Get the big picture and the important details with this end-to-end guide for designing highly effective, reliable machine learning systems.
In Machine Learning System Design: With end-to-end examples you will learn:
- The big picture of machine learning system design - Analyzing a problem space to identify the optimal ML solution - Ace ML system design interviews - Selecting appropriate metrics and evaluation criteria - Prioritizing tasks at different stages of ML system design - Solving dataset-related problems through data gathering, error analysis, and feature engineering - Recognizing common pitfalls in ML system development - Designing ML systems to be lean, maintainable, and extensible over time
Machine Learning System Design: With end-to-end examples is a practical guide for planning and designing successful ML applications. It lays out a clear, repeatable framework for building, maintaining, and improving systems at any scale. Authors Arseny Kravchenko and Valeri Babushkin have filled this unique handbook with campfire stories and personal tips from their own extensive careers. You’ll learn directly from their experience as you consider every facet of a machine learning system, from requirements gathering and data sourcing to deployment and management of the finished system.
about the technology
Machine learning system design is complex. The successful ML engineer needs to navigate a multistep process that demands skills from many different fields and roles. This one-of-kind-guide starts by showing you the big picture and then guides you step by step through a framework for creating successful systems. You’ll learn to excel at delivering for global objectives, diving locally into tools, and combining your knowledge into an integrated vision.
about the book
In Machine Learning System Design: With end-to-end examples you’ll find a step-by-step framework for creating, implementing, releasing, and maintaining your ML system. Every part of the life cycle is covered, from information gathering to keeping your system well-serviced. Each stage includes its own handy checklist of requirements and is fully illustrated with real-world examples, including interesting anecdotes from the author’s own careers.

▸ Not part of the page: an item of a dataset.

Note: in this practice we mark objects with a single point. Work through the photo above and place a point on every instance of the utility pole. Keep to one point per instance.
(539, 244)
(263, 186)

You’ll follow two example companies each building a new ML system, exploring how their needs are expressed in design documents and learning best practices by writing your own. Along the way, you’ll learn how to ace ML system design interviews, even at highly competitive FAANG-like companies, and improve existing ML systems by identifying bottlenecks and optimizing system performance.
I recently finished reading Machine Learning System Design: With End-to-End Examples, and it has truly transformed my approach to building and optimizing machine learning pipelines. As someone who's been working with ML systems for a while, I found this book to be an incredibly practical and insightful resource.
The author does a fantastic job of breaking down complex concepts and showcasing real-world problems that we, as practitioners, often encounter. The book is filled with hands-on examples that directly address the kind of issues faced in everyday ML systems, making it immediately relevant. From error analysis to monitoring techniques, these aspects are deeply explored and offered as clear, actionable solutions. It was especially helpful to see how these strategies could be implemented in a way that actually improves the system’s efficiency and accuracy.
One of the standout features of this book is how the author walks through entire end-to-end examples, making it easy to apply the concepts directly to your own work. It really helped me rethink and redesign my ML pipeline strategy. The practical solutions shared in the book gave me new ideas for improving error detection, monitoring, and handling edge cases, which has made my system more robust and reliable.
Overall, this book is a must-read for anyone looking to build or refine their machine learning systems. It's not just theory; it's packed with real-world scenarios that make a difference in everyday operations. Highly recommended!
I have just finished reading this excellent book by Valerii Babushkin and Arseny Kravchenko, my colleagues from Manning Publishers. I want to share my recommendation with you. This book will take you on a journey from the initial research, planning, and design phases of machine learning (ML) through all the stages of ML actualization to ML deployment and monitoring. It is replete with end-to-end examples drawn from the author's vast and detailed experience and, as such, contains genuinely actionable examples and advice. If you are involved with any type of ML design and/or development and/or deployment, this book will help you not only achieve your aims but achieve them with confidence and with world-class, robust results going forward.
Machine Learning System Design: With End-to-End Examples is a highly practical, accessible guide that provides readers with the tools and knowledge to design and build machine learning systems from scratch. By covering the entire lifecycle of an ML system, from data collection to deployment, it offers a clear and comprehensive roadmap for creating scalable and efficient ML solutions. While it may not delve deeply into advanced theoretical concepts, its emphasis on practical, hands-on learning makes it an invaluable resource for anyone looking to apply machine learning to real-world problems.
A great book that builds the foundation of machine learning system design through comprehensive documentation patterns. It excels by diving into crucial technical details that make a real difference in production, balanced with engaging fireside stories and real-world experiences. Particularly valuable for ML engineers transitioning from modelling to systems architecture.
Having a background with traditional software design and development, there was a gap in understanding the ML based System design. Reading this book offered a fresh perspective on how to approach ML system design.
The book is readable and convincing as the authors share their practical experiences, serving as examples for different stages in ML development. I appreciate that the book is not a theoretical and dry exposition of principles but explains the steps logically. For me, it was worth reading.